Number Four: Not Is Their Favorite Word. These individuals say can’t, won’t, don’t, and not. Earlier when I said they were negative…they don’t know what it means to be positive. They will use negative words toward other people as well, in order to deflate others’ confidence. You ever have a ready good idea and within one sentence your dreams are crushed? You ever try to be spontaneous and they make too much sense (This one was just for fun. Don’t die y’all! But I mean, YOLO.)? You must be careful of those who crush your spirit.

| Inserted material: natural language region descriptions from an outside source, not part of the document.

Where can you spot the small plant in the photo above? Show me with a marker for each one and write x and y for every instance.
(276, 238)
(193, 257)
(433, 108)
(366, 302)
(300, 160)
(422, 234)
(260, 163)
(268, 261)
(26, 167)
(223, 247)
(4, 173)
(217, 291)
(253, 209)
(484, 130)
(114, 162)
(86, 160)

Number Five: Isolation. The biggest red flag is if you have not seen your best friends or family members in a while. You will think that it is because they have changed, but you are the common denominator and your catalyst is that Toxic Person in your life. Because of their charm and need for control, Toxic People will finds to separate from a world of positivity and balance.
Need more reasons to stay away from Toxic People?
- You can set an example for others around you about healthy relationships. Hopefully by being more aware of who Toxic People are, we can decrease the likelihood that more people will be victimized. I think that once Toxic People realize that they have little to no power over you they will choose a new tactic. Maybe this will allow others to intervene and get them the help they need.
- Drama free means more time for me. The less drama and unnecessary negative energy you have in your life, the better. You can focus on the things that actually matter and make a difference in our world, rather than being caught in hypotheticals or hersay stuff. Also, when things are in order, you can set aside more time for personal development, pleasure, and relaxation.
- Most importantly, it is great for your holistic health! Y’all do not understand how amazing it feels to finally rid your life of Toxic People. It is an unspoken weight lifted off of your shoulders. You breathe better, remember to smile, talk to more people, and just think about how great life is. Again, the toxity is so subtle and appears to be coming from a place of love, but once stripped away YOU KNOW THE DIFFERENCE.
In short, identify the Toxic People in your life and create a plan of action to remove them from your everyday life (regardless if they are flesh and blood). If they are impeding on your happiness, health, and peace of mind…your minutes on this Earth could be spent more different. So make your conscious choice.